Though, unlike poetry from the pretentious end of what might be called the Ocean Vuong school, their poems always have the saving grace of actually being about something.
Glynn-Steed’s poetry sometimes seems to come from an entirely different compartment of the brain than everyday speech. In the title poem he writes: “the sound of car doors like a round of applause/from the Gods”. In ‘Pages from a Garden’ he looks forward to the birth of his son: “we found threads of existence at the end of our garden/on the tree, where we pinned our hope – leaves like future/Post-It notes instructing us to listen to the soil;/to wait in that space of our two lives and the one to come.”
An unlikely job for a poet?
Like the American poet Wallace Stevens, Glynn-Steed [pictured above] has the rare ability to make the mundane sacred. Another thing he shares with Stevens is what some might consider unlikely jobs for a poet: Stevens was vice president of an insurance company and is now manager of a supermarket.
I remember a slightly aristocratic member of the arts admin establishment expressing no small amount of amazement that such beautiful poems could be written by “someone who works in a supermarket”. If this individual had read a little more widely they would know that just as some poets protest against the everyday by confronting it, others protest more obliquely by trying to escape its language.
The poems of Aoife Reilly [pictured above] are also language rich, though they confront the reader more directly. The opening line of ‘Aoibhe’ is brilliantly overt: “I am everything you don’t know about me”. Reilly’s poems brim with other worlds, in particular Africa, where she has travelled extensively. This is brought to vivid life in a poem such as ‘When The Drummers Are Women’, but Reilly never needs to go as far as Africa to find other worlds.
In ‘Encounters with a Hare’ she writes “I know it means something when we meet”, but that “something” remains elusive as “you vanish/quick as a breath/over the stream and into the willow/leaving my destiny up to me.” More than any other Irish poet, the tone and texture of Reilly’s poems remind me of Native American poet Joy Harjo.
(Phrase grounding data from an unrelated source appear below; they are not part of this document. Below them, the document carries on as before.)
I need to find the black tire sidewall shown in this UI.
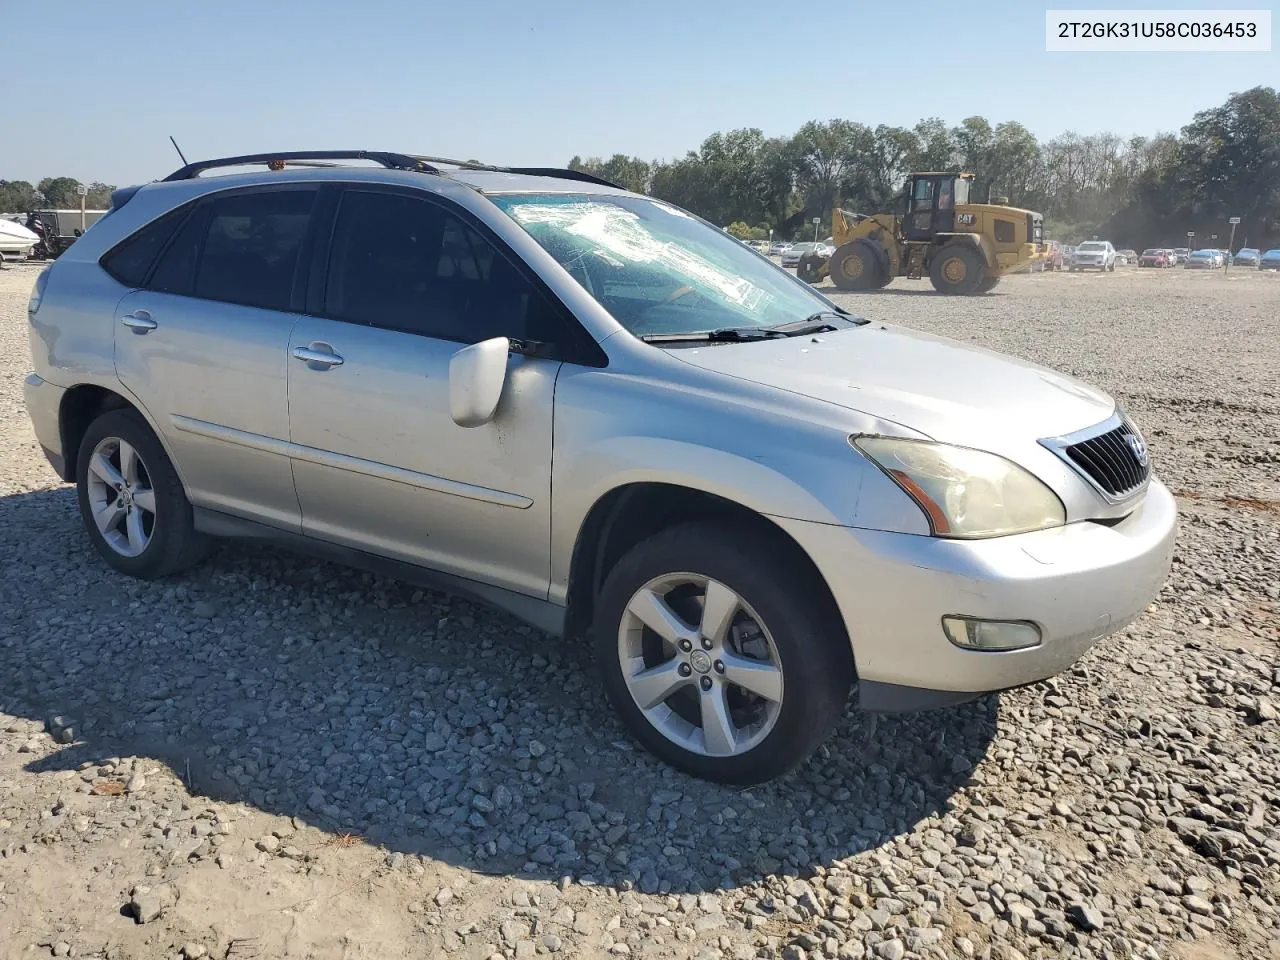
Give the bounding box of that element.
[929,243,985,295]
[75,409,199,579]
[592,523,853,784]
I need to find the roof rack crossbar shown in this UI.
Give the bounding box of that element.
[162,151,439,181]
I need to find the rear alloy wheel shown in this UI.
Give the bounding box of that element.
[76,409,207,579]
[929,243,986,295]
[828,239,884,290]
[594,523,852,784]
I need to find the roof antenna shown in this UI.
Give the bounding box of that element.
[169,136,189,166]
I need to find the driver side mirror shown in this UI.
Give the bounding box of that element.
[449,337,510,428]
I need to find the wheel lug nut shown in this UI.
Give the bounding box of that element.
[700,676,713,691]
[679,639,692,652]
[678,663,692,677]
[713,660,724,674]
[700,638,712,650]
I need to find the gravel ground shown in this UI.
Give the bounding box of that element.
[0,261,1277,960]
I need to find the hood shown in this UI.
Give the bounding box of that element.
[668,323,1115,452]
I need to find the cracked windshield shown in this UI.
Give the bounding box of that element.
[492,193,840,337]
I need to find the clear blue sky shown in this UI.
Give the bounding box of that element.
[3,0,1275,187]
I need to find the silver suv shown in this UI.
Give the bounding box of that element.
[24,151,1177,783]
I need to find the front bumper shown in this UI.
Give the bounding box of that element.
[23,372,69,479]
[773,480,1177,710]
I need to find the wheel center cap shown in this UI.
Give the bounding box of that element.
[689,650,712,674]
[120,487,133,507]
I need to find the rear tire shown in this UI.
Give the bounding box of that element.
[929,243,986,295]
[828,239,885,291]
[975,275,1001,294]
[593,522,853,784]
[76,409,208,580]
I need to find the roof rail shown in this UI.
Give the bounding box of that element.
[161,151,438,182]
[506,167,624,189]
[411,155,623,189]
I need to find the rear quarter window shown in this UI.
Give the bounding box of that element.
[99,206,192,287]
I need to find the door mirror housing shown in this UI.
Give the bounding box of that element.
[449,337,510,427]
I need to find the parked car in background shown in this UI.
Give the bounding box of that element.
[1138,249,1172,268]
[1184,249,1218,269]
[768,241,792,256]
[1171,248,1190,264]
[1113,250,1129,266]
[21,148,1178,783]
[781,242,819,268]
[1258,249,1280,270]
[1233,249,1260,267]
[1070,241,1116,272]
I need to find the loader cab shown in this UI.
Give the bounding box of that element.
[903,172,972,241]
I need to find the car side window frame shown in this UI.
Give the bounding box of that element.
[138,183,322,313]
[306,183,606,367]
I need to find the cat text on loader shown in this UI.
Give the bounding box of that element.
[797,172,1047,294]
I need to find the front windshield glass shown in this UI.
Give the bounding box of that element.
[1078,242,1106,251]
[490,193,842,337]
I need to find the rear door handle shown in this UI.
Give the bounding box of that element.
[121,311,157,333]
[292,344,344,368]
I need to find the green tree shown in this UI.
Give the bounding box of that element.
[37,177,83,208]
[0,180,39,213]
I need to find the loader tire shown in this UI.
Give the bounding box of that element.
[796,254,825,285]
[828,239,884,291]
[929,243,986,295]
[975,275,1001,294]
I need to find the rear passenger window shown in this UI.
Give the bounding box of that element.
[190,190,315,311]
[149,206,208,295]
[100,206,190,287]
[325,190,556,344]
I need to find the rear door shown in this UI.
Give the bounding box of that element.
[112,186,318,530]
[286,185,571,598]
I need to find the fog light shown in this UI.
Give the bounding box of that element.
[942,616,1042,651]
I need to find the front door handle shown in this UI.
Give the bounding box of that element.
[121,311,157,333]
[292,344,344,368]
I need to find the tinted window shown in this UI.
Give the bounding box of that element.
[148,205,208,295]
[100,206,190,287]
[192,190,315,311]
[325,190,555,343]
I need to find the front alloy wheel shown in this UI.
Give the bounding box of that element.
[618,573,784,758]
[594,523,853,783]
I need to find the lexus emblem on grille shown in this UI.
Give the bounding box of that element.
[1125,432,1149,467]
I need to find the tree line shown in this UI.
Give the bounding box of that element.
[0,177,116,215]
[569,86,1279,249]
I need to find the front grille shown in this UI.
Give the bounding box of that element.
[1062,420,1150,496]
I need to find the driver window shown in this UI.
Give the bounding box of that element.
[937,179,954,210]
[912,179,934,212]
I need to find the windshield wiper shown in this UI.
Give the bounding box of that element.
[639,327,786,344]
[763,310,867,337]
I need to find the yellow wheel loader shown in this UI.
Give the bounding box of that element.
[796,172,1047,295]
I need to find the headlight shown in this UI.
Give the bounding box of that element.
[853,436,1065,539]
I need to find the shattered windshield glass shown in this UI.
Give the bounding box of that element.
[489,193,840,338]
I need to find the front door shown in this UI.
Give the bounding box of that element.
[113,187,318,530]
[286,187,567,599]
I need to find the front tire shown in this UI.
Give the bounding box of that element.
[76,409,207,579]
[593,523,853,784]
[828,239,884,291]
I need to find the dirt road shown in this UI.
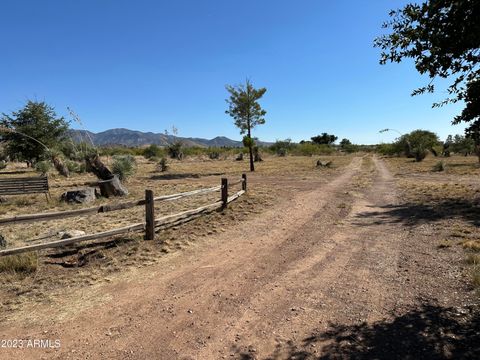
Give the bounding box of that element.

Reilly’s poems are sensual things, drenched in smells, tastes, and colours. She is also capable of a nice line in truth telling dark wit. The opening of ‘Dear Fear’ is classic: “You have played a valuable role in trying to protect us/from worst-case scenarios. However, we here at Faith company/have decided it’s time for your early retirement.” ‘Portraits of Love (after Selima Hill )' is alive with a similar quirkiness: “Lure me not in Lycra/but with a love of wings”. Reilly’s debut is littered with many such moments of poetic joy.